Doch die Geschichte Herrnhuts beginnt viel früher. 1457 entstand eine der ersten evangelischen Kirchen in Böhmen, die Unitas Fratrum oder Brüder-Unität. Die „Böhmischen Brüder“ beriefen sich auf den Reformator Jan Hus, der 1415 in Konstanz als Ketzer verbrannt wurde. Für ihre Gemeinschaft sollten einzig und allein die Aussagen der Bibel gelten. In Folge der Gegenreformation kamen sie Anfang des 18. Jahrhunderts als Glaubensflüchtlinge auf das Gut von Nikolaus Ludwig Graf von Zinzendorf in der Oberlausitz. Er gewährte ihnen Asyl. Ihrer ausgeprägten Religiosität entsprechend stellten sie ihre Gemeinschaft unter die „Obhut des Herrn“ und nannten ihre Kolonie Herrnhut.
Die Ausstrahlung dieser neuen Arbeits- und Lebensgemeinschaft erreichte in kürzester Zeit Menschen aus anderen Kirchen. Dies beruht nicht zuletzt auf den besonderen Gaben des Grafen Zinzendorf, der seine vom Pietismus geprägte Theologie weiterentwickelte. Nach seinem Tod 1760 vererbte er den Brüdern das Schloss und das Gut.
Wegen Zuzugs wurde Herrnhut noch im 18. Jahrhundert eine administrative Gemeinde. Sie erlangte 1895 Selbständigkeit und erhielt 1929 das Stadtrecht.
1994 wurde die Nachbargemeinde Ruppersdorf/O.L. mit ihren Ortsteilen Schwan und Ninive eingemeindet. Am 1. Januar 2010 folgte die überschuldete Gemeinde Strahwalde mit ihrem Ortsteil Friedensthal[2], am 1. Januar 2011 die benachbarte Gemeinde Großhennersdorf mit ihren Ortsteilen Euldorf, Heuscheune, Neundorf auf dem Eigen und Schönbrunn.
Bevölkerungsentwicklung
Jahr 1834 1871 1890 1910 1925 1939 1946 1950 1964 1990 2000 2009 Einwohner 899 1092 1139 1364 1664 1627 2024 2025 1808 1754 2842 4956 Nach dem sächsischen Landesrezess 1777 hatte Herrnhut 76 Häuser.
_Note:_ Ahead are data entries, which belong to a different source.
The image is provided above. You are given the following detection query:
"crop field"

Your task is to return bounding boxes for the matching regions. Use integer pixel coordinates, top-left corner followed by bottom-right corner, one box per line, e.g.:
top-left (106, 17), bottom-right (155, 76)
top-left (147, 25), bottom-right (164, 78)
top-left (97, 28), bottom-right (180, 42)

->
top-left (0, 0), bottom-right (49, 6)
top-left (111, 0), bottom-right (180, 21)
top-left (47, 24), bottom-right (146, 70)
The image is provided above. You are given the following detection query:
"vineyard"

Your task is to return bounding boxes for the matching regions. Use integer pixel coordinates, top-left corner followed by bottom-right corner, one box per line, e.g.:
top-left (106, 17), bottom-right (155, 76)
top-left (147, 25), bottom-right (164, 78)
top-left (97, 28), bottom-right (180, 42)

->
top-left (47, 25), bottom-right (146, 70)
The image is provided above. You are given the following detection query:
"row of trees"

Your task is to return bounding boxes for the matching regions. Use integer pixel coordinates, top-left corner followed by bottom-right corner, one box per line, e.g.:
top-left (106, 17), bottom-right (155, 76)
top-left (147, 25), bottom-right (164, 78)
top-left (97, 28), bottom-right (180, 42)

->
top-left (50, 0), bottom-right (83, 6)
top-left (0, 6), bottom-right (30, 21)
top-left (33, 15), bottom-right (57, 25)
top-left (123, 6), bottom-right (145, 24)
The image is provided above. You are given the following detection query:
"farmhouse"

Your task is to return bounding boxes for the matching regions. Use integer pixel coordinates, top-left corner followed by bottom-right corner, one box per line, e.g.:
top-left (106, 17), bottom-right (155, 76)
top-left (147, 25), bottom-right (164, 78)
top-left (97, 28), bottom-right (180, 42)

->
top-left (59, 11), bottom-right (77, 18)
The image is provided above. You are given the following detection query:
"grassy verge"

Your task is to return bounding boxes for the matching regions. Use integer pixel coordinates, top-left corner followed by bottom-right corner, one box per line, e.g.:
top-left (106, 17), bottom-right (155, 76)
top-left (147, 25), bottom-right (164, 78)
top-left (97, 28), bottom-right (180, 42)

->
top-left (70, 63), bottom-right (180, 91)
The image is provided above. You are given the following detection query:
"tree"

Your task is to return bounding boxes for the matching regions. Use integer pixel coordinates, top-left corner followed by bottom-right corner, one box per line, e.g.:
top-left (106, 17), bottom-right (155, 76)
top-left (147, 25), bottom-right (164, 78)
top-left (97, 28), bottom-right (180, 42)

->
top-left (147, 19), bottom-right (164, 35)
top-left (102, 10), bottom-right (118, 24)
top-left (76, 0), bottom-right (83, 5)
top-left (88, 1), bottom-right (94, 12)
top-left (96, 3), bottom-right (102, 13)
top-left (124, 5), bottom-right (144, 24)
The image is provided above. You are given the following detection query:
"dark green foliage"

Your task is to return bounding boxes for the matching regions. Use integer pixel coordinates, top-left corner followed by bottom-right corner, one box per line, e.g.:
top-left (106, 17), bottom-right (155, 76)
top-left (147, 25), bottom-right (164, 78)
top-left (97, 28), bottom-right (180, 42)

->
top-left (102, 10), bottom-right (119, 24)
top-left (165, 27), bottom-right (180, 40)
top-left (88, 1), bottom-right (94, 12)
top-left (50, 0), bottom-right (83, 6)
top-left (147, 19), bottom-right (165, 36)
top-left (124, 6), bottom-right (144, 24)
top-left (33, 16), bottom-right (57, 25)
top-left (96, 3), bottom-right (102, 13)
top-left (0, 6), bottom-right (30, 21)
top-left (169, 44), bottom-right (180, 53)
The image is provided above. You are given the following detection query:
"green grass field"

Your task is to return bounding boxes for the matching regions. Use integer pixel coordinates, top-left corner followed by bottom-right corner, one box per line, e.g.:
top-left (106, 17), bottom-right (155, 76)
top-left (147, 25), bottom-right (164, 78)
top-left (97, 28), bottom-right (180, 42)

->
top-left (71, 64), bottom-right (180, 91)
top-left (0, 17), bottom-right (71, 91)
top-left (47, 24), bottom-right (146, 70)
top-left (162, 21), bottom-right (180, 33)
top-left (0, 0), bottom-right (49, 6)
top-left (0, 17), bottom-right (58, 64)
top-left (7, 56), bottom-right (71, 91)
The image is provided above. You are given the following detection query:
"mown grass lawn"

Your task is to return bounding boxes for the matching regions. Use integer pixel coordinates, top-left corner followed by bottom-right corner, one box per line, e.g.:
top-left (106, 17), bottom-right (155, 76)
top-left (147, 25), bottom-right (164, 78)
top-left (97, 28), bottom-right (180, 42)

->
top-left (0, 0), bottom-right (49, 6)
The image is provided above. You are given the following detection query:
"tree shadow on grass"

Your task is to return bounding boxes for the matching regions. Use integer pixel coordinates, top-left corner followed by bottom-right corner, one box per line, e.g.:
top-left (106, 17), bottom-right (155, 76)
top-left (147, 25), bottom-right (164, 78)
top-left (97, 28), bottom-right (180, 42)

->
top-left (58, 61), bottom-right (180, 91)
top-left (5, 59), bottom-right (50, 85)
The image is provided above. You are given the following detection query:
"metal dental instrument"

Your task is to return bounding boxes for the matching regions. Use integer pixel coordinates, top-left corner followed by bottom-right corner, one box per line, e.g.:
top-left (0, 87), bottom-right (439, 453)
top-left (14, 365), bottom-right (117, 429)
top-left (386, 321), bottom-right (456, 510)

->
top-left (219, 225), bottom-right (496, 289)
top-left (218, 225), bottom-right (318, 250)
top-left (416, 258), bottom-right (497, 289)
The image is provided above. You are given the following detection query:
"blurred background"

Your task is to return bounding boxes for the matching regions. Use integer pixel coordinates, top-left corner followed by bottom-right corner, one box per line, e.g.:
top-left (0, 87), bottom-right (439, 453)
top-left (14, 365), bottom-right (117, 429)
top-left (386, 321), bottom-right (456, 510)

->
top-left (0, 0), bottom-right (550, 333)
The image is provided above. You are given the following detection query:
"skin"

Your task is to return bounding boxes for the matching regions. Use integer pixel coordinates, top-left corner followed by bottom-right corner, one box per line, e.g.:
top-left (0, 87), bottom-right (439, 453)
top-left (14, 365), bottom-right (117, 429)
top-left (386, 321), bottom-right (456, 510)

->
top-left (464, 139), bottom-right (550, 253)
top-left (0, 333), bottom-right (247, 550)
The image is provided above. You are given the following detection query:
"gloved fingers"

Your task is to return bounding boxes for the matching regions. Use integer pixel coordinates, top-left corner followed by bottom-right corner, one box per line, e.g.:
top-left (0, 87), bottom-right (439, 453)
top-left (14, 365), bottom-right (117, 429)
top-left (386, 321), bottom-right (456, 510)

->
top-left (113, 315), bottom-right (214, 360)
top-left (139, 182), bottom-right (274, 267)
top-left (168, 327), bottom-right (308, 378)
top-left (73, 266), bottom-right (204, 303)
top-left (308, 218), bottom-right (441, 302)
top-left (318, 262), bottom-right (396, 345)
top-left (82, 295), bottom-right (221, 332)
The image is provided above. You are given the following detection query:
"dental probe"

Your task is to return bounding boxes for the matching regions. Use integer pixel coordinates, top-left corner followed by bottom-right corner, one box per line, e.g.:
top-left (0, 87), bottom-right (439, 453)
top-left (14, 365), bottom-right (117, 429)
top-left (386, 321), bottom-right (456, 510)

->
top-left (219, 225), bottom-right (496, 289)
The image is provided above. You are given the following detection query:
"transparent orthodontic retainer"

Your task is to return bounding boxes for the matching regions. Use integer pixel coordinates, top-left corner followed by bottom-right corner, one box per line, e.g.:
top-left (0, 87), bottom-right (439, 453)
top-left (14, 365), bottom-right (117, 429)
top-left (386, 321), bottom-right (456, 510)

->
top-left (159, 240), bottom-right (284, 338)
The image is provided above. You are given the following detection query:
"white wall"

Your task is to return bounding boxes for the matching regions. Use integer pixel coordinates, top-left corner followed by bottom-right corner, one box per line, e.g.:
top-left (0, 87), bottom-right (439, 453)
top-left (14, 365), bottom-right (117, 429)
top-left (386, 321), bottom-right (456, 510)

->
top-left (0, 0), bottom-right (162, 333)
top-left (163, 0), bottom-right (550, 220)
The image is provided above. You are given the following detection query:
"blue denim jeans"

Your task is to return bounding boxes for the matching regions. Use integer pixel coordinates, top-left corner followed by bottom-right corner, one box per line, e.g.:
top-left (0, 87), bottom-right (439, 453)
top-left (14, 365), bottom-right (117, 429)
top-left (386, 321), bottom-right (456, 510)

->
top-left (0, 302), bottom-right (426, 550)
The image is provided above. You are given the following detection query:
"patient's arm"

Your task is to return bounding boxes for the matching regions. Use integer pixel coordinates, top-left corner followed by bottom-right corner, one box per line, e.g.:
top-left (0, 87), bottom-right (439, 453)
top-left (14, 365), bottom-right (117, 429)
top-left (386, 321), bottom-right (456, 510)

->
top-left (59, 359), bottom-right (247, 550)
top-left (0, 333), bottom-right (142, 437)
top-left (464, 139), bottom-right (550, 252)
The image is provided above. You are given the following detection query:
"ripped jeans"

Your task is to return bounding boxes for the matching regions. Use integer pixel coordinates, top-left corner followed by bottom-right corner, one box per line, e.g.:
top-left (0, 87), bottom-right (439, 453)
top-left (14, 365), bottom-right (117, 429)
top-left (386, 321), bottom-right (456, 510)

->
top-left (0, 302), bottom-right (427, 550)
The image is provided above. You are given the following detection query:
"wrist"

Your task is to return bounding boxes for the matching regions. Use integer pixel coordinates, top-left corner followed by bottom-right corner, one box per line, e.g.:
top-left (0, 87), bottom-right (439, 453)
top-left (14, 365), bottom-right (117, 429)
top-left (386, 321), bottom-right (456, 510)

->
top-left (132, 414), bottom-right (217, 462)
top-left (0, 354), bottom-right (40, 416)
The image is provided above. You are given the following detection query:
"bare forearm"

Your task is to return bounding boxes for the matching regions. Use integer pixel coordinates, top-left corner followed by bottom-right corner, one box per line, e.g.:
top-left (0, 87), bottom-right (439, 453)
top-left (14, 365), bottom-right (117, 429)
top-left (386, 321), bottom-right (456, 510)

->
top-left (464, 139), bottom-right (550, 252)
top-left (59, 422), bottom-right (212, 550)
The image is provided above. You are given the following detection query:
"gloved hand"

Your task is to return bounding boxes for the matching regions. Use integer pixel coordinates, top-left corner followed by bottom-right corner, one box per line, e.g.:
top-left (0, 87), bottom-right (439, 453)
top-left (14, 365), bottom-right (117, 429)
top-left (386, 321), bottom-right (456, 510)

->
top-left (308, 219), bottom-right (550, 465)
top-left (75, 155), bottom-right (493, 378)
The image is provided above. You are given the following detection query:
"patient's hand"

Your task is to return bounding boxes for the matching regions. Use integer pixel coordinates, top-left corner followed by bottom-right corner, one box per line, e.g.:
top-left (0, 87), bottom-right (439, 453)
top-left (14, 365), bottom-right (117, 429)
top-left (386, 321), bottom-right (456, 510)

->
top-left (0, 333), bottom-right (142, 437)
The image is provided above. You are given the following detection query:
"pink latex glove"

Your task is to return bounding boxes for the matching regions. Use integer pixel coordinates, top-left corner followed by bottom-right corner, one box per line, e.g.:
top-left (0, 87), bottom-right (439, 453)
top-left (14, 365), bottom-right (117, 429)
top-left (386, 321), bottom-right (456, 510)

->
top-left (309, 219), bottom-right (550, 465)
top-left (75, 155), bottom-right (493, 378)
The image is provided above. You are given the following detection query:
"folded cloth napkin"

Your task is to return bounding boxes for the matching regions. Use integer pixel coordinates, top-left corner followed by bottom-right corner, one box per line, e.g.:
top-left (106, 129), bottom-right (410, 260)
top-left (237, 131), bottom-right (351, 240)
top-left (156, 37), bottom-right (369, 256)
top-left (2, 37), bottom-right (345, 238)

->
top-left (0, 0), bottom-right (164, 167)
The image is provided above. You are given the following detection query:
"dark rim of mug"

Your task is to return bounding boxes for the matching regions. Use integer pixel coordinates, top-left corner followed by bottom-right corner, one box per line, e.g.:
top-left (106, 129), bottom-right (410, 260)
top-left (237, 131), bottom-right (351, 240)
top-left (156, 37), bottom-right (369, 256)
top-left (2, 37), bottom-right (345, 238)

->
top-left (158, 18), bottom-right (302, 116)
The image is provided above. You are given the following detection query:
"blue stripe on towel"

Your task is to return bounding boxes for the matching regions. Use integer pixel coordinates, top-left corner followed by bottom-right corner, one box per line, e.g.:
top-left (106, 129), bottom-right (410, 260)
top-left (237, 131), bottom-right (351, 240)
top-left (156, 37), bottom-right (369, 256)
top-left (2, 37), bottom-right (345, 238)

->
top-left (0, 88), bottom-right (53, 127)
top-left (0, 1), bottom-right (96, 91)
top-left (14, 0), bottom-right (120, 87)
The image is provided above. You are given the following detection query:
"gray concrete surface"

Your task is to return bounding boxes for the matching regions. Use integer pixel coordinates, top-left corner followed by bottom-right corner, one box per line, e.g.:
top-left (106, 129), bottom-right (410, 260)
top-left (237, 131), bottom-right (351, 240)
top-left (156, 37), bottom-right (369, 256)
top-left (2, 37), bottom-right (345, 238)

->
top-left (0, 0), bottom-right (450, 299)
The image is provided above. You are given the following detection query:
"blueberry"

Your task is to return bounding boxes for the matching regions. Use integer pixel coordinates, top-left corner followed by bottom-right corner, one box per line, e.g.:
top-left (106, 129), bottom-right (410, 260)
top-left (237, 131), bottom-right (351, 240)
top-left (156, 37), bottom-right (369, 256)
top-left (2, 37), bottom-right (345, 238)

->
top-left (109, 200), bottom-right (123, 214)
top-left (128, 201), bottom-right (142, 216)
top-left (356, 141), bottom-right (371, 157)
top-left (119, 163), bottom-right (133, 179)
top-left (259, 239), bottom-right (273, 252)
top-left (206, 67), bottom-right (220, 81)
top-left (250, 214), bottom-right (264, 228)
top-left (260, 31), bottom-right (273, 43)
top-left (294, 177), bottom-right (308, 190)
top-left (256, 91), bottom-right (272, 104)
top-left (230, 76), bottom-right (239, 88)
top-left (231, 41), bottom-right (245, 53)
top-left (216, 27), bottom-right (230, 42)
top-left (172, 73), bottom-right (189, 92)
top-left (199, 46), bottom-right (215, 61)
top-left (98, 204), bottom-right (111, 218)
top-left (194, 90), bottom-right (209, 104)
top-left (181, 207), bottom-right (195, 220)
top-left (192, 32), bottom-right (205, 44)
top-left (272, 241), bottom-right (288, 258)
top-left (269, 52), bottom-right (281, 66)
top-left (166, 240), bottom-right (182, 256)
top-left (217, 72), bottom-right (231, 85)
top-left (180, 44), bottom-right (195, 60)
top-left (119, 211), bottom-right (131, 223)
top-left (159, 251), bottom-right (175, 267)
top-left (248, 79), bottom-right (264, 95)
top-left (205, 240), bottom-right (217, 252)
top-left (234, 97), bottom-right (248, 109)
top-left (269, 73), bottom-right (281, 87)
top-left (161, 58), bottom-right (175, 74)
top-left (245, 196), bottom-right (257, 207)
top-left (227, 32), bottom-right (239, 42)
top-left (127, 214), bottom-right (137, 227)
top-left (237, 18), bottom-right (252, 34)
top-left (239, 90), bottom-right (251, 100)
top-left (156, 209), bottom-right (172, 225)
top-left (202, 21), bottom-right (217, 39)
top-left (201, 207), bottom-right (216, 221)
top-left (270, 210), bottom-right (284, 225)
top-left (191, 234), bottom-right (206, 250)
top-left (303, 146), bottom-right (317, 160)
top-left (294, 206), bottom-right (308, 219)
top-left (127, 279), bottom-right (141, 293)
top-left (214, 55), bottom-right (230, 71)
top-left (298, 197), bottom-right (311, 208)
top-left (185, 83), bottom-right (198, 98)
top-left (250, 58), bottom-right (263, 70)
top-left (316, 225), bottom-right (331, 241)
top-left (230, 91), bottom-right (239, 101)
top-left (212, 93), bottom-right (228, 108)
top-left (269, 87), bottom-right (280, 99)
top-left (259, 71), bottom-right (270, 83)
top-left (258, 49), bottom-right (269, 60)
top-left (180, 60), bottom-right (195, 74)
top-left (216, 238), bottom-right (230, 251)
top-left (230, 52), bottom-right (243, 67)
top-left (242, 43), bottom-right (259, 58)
Die Einwohnerzahl stieg Mitte des 19. Jahrhunderts über 1000 an und erreichte in den Jahren nach dem Zweiten Weltkrieg die Marke von 2000. Seit den fünfziger Jahren gab es einen Bevölkerungsrückgang, der erst durch die Eingemeindungen kompensiert werden konnte.[3]
Religion
Größte Religionsgemeinschaft ist die evangelische Kirchgemeinde Ruppersdorf. Herrnhut ist der Hauptsitz der Herrnhuter Brüdergemeine (Evangelische Brüder-Unität), die als Kirche unter dem Namen Moravian Church in 30 Ländern vertreten ist und auch heute noch tätige Missionsarbeit betreibt. Seit einigen Jahren gibt es auch Jugend mit einer Mission in Ruppersdorf (Ortsteil von Herrnhut). Darüber hinaus ist auch die katholische Kirche in Herrnhut vertreten.
Politik
Stadtrat
Die Kommunalwahl vom 7. Juni 2009 führte bei einer Wahlbeteiligung von 53,6 % (+ 0,6) zu folgendem Ergebnis:[4]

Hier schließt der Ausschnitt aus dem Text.